At a recent luxury industry conference, I was taken aback at the matter-of-fact assertion, repeated by executives in sectors as diverse as luxury real estate and jewelry, that ecommerce isn’t a factor with big-ticket luxury items. Their thesis: such sales can only be conducted face-to-face, a necessary condition to getting high-end customers comfortable with such big numbers.
However, a few months later, CNBC reported that a Middle Eastern customer booked a $500k private jet flight—via an iPhone app. You can also buy a $4.85 million Rockwell painting—on Amazon. Oh, and Mark Cuban bought a $40 million private jet online.
The (Luxury) Times, They Are A-Changin’
The global affluent will purchase even ultra-big-ticket items via ecommerce as long as certain matters of trust remain inviolate. Far from irrelevant, ecommerce can be a core profit center for luxury brands if managed properly, from clicks to bricks. But it is precisely at the intersection of trust, relationship, and loyalty that luxury brands can strategically differentiate themselves from both mass-market wannabes and their less-Web-savvy luxury competitors.
Aspirational lifestyles of the global affluent are deeply intertwined with Web connectivity; thus, luxury players looking to woo high-end clientele must integrate their services seamlessly within such lifestyles.
However, those luxury executives still skeptical about the role of ecommerce are correct in the sense that the prevailing surveillance-driven ecommerce paradigm, though highly profitable for Silicon Valley, can be destructive to luxury brand equity in the long run.
Commodification of Luxury
Indeed, these executives sense a seemingly inherent mercenary element in mainstream ecommerce. In a world where mass-market leaders such as Amazon and Google set the ecommerce bar, skepticism by luxury players is warranted. Here loyalty and long-term relationships are replaced with relentless surveillance, the life blood of Silicon Valley’s ad-driven profit model.
The problem, of course, is that here the consumer is the product. Naturally, she responds to such cynicism with growing price sensitivity, expectations of sundry “deal” gimmicks, short attention span … and/or eroding brand loyalty.
But for luxury purveyors, such cynical treatment of the consumer is inapposite to the long-term vitality of their valuable brand equity. Meanwhile, Amazon, eBay, et al., are determined to disrupt all corners of the luxury sector.
Web Privacy is the New Luxury
Relationships, and thus loyalty, are built on trust. But the central problem for the luxury sector is that in real life the most coveted clientele expect the utmost in discretion and privacy, as key components of a true luxury experience. Yet Silicon Valley strips consumers of both, to maximize its own profits. As a result, Web privacy is the new luxury: valuable yet rare.
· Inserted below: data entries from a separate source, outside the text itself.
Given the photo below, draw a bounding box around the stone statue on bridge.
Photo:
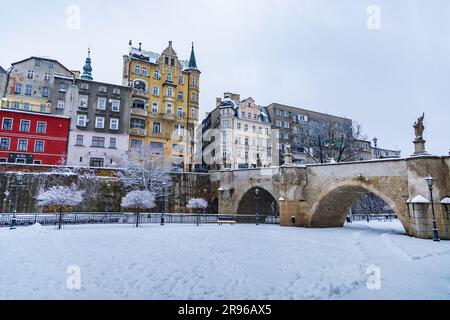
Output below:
[413,113,428,156]
[413,113,425,141]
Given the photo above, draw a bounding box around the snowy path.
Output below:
[0,222,450,299]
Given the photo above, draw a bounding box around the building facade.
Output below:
[123,41,200,170]
[0,109,70,165]
[67,52,131,167]
[0,66,8,98]
[197,93,272,170]
[267,103,352,165]
[2,57,74,116]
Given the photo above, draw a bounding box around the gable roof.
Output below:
[11,56,73,74]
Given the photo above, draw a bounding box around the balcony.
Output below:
[131,108,147,117]
[130,128,147,137]
[131,89,148,100]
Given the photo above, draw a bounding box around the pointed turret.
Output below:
[189,42,197,69]
[81,47,94,80]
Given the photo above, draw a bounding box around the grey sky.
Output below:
[0,0,450,156]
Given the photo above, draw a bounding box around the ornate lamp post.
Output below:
[255,188,259,226]
[425,175,440,242]
[9,172,23,230]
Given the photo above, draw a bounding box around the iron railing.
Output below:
[0,212,280,227]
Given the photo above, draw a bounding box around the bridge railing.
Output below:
[0,212,280,227]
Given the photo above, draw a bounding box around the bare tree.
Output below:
[300,120,362,163]
[116,146,172,198]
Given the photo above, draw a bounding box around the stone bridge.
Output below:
[211,156,450,239]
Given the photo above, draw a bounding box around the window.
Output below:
[80,96,89,108]
[0,138,11,150]
[17,140,28,151]
[56,100,66,110]
[109,119,119,130]
[34,140,44,152]
[19,120,30,132]
[95,117,105,129]
[131,139,142,149]
[222,119,231,129]
[130,118,145,129]
[111,100,120,112]
[173,124,184,136]
[36,122,47,133]
[89,158,104,168]
[77,114,87,127]
[109,138,117,149]
[75,135,84,146]
[2,118,13,130]
[97,98,106,110]
[14,83,22,94]
[91,137,105,148]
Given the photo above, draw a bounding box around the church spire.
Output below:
[189,42,197,69]
[81,47,94,80]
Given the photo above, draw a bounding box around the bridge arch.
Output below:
[236,186,280,221]
[309,183,408,230]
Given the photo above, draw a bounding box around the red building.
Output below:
[0,109,70,165]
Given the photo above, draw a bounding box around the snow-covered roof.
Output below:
[406,194,430,203]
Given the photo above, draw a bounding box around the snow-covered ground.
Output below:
[0,222,450,299]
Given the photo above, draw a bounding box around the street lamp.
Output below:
[9,172,23,230]
[255,188,259,226]
[425,175,440,242]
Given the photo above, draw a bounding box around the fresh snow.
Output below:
[0,221,450,299]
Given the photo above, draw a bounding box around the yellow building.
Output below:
[123,41,200,170]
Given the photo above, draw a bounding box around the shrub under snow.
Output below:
[186,198,208,209]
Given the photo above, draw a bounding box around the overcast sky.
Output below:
[0,0,450,156]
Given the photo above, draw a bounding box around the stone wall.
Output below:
[0,164,213,213]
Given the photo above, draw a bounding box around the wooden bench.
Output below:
[217,220,236,226]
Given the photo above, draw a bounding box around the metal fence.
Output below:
[0,212,280,227]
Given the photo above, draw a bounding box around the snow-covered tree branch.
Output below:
[122,190,155,227]
[36,184,83,229]
[117,146,172,198]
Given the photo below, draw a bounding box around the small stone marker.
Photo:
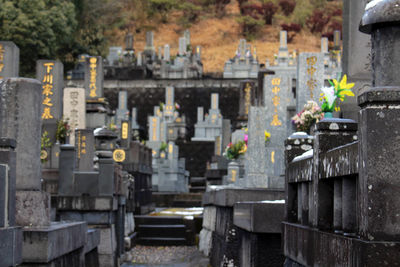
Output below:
[75,129,94,171]
[164,86,175,116]
[85,56,104,99]
[179,37,186,56]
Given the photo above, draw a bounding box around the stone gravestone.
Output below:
[107,46,122,65]
[296,53,324,112]
[244,107,269,187]
[149,116,160,142]
[63,88,86,144]
[0,78,50,226]
[36,60,64,124]
[85,56,104,99]
[121,120,131,148]
[117,91,129,126]
[339,0,372,121]
[75,129,94,172]
[131,108,140,130]
[179,37,187,56]
[163,86,175,117]
[238,80,256,121]
[263,74,291,188]
[36,60,64,169]
[125,33,134,51]
[145,31,154,50]
[164,44,171,61]
[0,41,19,80]
[183,29,190,45]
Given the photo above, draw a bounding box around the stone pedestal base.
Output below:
[15,191,50,227]
[0,227,22,266]
[22,222,87,266]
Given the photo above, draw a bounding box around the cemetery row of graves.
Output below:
[0,1,400,267]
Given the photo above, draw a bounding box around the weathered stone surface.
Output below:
[85,57,104,99]
[75,129,95,172]
[53,196,118,211]
[0,78,42,190]
[36,60,64,124]
[96,224,117,255]
[203,206,217,231]
[296,53,324,112]
[233,202,285,233]
[199,228,212,257]
[84,229,100,254]
[63,88,86,144]
[244,107,268,188]
[0,41,19,80]
[15,190,50,226]
[0,227,22,266]
[283,222,400,267]
[203,188,284,207]
[22,222,87,263]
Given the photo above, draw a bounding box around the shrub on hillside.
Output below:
[261,1,278,25]
[306,9,331,33]
[281,23,301,43]
[236,15,264,40]
[279,0,296,16]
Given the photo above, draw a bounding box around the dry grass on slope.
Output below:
[126,1,320,72]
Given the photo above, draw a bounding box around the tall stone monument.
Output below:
[85,56,104,100]
[296,53,324,112]
[63,88,86,144]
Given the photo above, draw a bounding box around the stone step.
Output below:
[138,237,187,246]
[138,224,186,238]
[190,177,207,185]
[172,200,201,208]
[189,186,206,193]
[135,215,184,225]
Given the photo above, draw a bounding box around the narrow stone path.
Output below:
[122,246,209,267]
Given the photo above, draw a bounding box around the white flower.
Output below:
[321,86,336,107]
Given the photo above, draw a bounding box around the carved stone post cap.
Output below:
[316,118,357,131]
[359,0,400,34]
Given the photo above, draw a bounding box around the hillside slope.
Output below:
[114,0,340,72]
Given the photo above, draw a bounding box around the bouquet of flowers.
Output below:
[320,74,354,112]
[292,100,324,132]
[223,134,248,160]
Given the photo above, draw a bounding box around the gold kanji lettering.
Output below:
[89,89,97,97]
[42,96,53,107]
[272,86,281,94]
[307,67,317,76]
[271,114,282,126]
[43,62,54,73]
[271,78,281,85]
[307,56,317,65]
[42,108,54,120]
[272,95,281,107]
[43,74,53,84]
[42,84,53,96]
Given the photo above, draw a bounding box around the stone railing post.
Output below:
[357,0,400,241]
[310,118,357,230]
[285,133,314,224]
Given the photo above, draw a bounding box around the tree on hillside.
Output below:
[0,0,77,76]
[237,3,264,40]
[261,1,278,25]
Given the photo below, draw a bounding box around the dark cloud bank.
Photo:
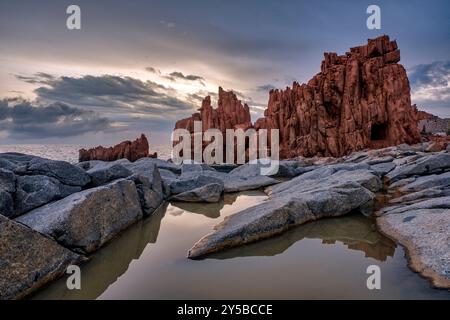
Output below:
[0,99,112,138]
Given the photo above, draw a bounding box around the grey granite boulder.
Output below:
[399,172,450,192]
[0,215,82,300]
[0,168,16,193]
[16,180,143,253]
[377,196,450,289]
[170,183,223,202]
[0,189,14,217]
[0,168,16,217]
[188,170,381,258]
[370,162,396,177]
[224,175,279,192]
[87,162,133,187]
[128,169,164,215]
[125,158,181,174]
[15,175,81,215]
[170,173,223,195]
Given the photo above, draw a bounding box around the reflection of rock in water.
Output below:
[31,204,167,299]
[208,214,396,261]
[168,192,241,219]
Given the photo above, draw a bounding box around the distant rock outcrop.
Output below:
[255,36,420,157]
[79,134,157,162]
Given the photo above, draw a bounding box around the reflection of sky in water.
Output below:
[35,191,450,299]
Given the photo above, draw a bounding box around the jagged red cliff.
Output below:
[175,36,421,158]
[175,87,252,134]
[79,134,157,162]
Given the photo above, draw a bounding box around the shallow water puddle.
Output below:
[32,191,450,299]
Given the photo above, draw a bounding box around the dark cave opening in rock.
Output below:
[370,123,387,141]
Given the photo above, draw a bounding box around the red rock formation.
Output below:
[412,104,437,121]
[175,87,252,134]
[255,36,421,157]
[79,134,157,162]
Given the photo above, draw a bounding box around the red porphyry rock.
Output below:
[175,87,252,134]
[255,35,421,158]
[79,134,157,162]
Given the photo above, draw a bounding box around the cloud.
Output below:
[164,71,205,86]
[26,75,196,119]
[0,98,114,139]
[256,84,276,92]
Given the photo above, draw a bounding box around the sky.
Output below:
[0,0,450,145]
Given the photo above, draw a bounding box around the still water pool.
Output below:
[32,191,450,299]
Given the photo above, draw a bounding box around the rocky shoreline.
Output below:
[0,143,450,299]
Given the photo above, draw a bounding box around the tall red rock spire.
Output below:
[255,36,420,157]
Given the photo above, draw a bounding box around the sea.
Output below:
[0,144,172,163]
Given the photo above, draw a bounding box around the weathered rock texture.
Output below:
[175,87,252,133]
[79,134,157,162]
[0,214,82,300]
[255,36,420,157]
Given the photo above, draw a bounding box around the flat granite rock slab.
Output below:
[377,205,450,289]
[0,215,84,300]
[188,170,381,259]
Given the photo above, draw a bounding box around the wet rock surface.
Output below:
[15,180,142,253]
[188,143,450,289]
[0,215,82,300]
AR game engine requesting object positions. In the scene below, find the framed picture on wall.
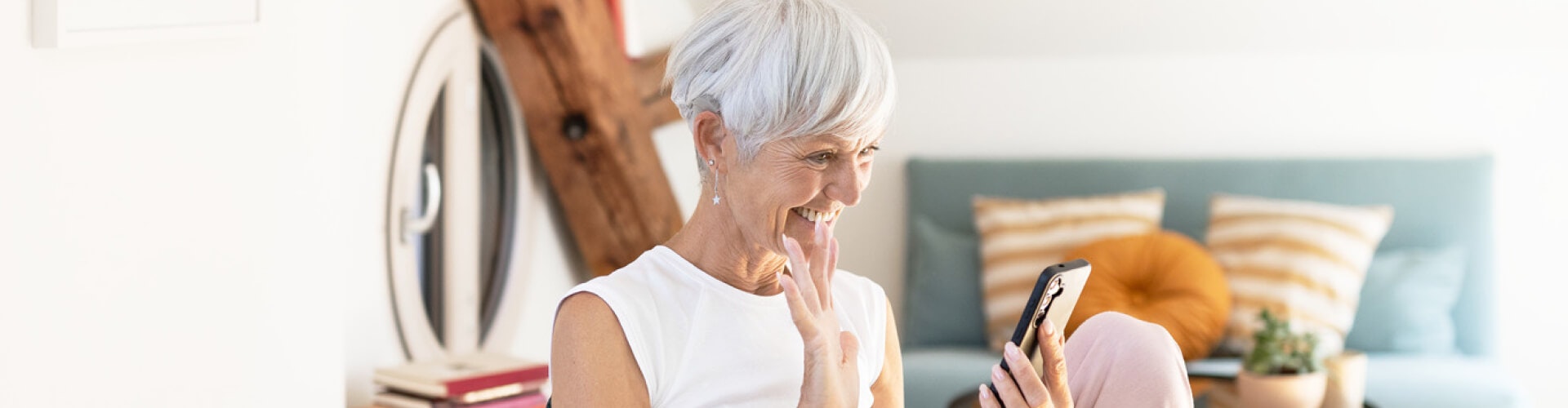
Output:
[33,0,262,49]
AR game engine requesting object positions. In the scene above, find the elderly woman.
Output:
[550,0,1192,406]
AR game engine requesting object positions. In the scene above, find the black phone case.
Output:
[987,259,1088,397]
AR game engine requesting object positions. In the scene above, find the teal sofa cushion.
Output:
[1345,246,1464,355]
[898,218,985,348]
[903,347,1002,408]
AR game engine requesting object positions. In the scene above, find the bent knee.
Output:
[1072,313,1176,347]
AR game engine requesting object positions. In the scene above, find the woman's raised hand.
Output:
[980,318,1072,408]
[779,221,861,406]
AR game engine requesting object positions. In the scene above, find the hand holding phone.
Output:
[980,259,1089,406]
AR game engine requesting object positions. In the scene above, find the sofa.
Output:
[900,155,1527,408]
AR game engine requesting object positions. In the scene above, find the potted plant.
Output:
[1236,309,1328,408]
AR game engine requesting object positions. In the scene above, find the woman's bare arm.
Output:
[872,298,903,408]
[550,292,651,406]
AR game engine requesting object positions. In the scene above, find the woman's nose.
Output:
[826,166,869,207]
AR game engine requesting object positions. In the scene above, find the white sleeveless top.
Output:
[563,245,888,406]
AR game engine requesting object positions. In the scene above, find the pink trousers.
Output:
[1067,313,1192,408]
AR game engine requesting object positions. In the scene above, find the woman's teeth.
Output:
[795,207,839,223]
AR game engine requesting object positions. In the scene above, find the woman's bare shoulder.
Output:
[550,292,651,406]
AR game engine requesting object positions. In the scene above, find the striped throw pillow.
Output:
[973,188,1165,350]
[1207,194,1394,357]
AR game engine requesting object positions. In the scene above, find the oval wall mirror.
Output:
[385,10,532,361]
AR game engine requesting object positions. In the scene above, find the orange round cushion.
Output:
[1067,231,1231,359]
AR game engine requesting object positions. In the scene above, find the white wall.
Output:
[839,0,1568,406]
[0,0,589,406]
[0,2,355,406]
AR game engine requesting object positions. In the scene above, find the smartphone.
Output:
[987,259,1091,396]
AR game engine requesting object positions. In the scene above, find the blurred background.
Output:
[0,0,1568,406]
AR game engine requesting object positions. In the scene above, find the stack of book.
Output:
[375,353,550,408]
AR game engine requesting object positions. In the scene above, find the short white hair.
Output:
[665,0,893,162]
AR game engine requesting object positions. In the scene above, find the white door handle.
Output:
[400,163,441,242]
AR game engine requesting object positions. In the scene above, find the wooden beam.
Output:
[632,51,680,127]
[472,0,682,276]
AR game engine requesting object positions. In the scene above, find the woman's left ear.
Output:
[692,112,733,171]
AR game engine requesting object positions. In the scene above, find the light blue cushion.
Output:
[1367,355,1530,408]
[903,348,1002,408]
[1345,246,1464,353]
[898,218,985,347]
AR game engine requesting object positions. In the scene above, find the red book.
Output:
[375,353,550,403]
[375,392,549,408]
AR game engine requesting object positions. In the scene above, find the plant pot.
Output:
[1236,370,1328,408]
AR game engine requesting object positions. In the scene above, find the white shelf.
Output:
[33,0,262,49]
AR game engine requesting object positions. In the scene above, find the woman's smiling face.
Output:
[721,135,881,255]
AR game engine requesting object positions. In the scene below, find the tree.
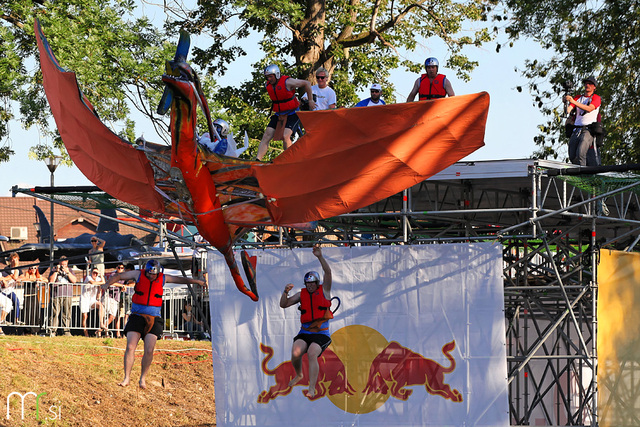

In the real world, luxury purveyors set the bar in what to aspire to in a high-end buying experience. So why would they now passively follow the no-privacy, no-discretion path Silicon Valley has architected for mass-market ecommerce?
Luxury = Privacy + Discretion
It is here—translating online the privacy and discretion of their real-world brand experience—that the luxury sector can seize leadership in high-end ecommerce away from Silicon Valley, as these are alien concepts in the prevailing surveillance-driven, ad-supported Web ecosystem.
But just what is luxury ecommerce, anyway?
Silicon Valley can already deliver great service: same-day delivery, Mayday service, etc. Consumers can summon such amenities and get 1-click service even while lounging at the pool. And yes, Amazon, et al will continuously move upmarket with their merchandising.
So what makes your luxury brand’s e-commerce experience, well, distinctly luxurious, matching your real-world brand experience?
The answer: privacy and discretion are indispensable elements of any high-end experience, whether offline or online—the very elements Silicon Valley must remove to maximize its own profits. However, savvy luxury brands can restore these essential elements of the luxury experience back to ecommerce.
This is the only defensible path by which luxury brands can seize leadership from Silicon Valley: by demonstrating best practices in luxury ecommerce, in the same way such brands set the service standard in the real economy.
The luxury sector is ripe for leadership in challenging the commoditized, no-privacy regime that rules today’s ecommerce. The opportunity lies in replacing the Silicon Valley-led paradigm with one that comports fully with the aspirations of the global affluent.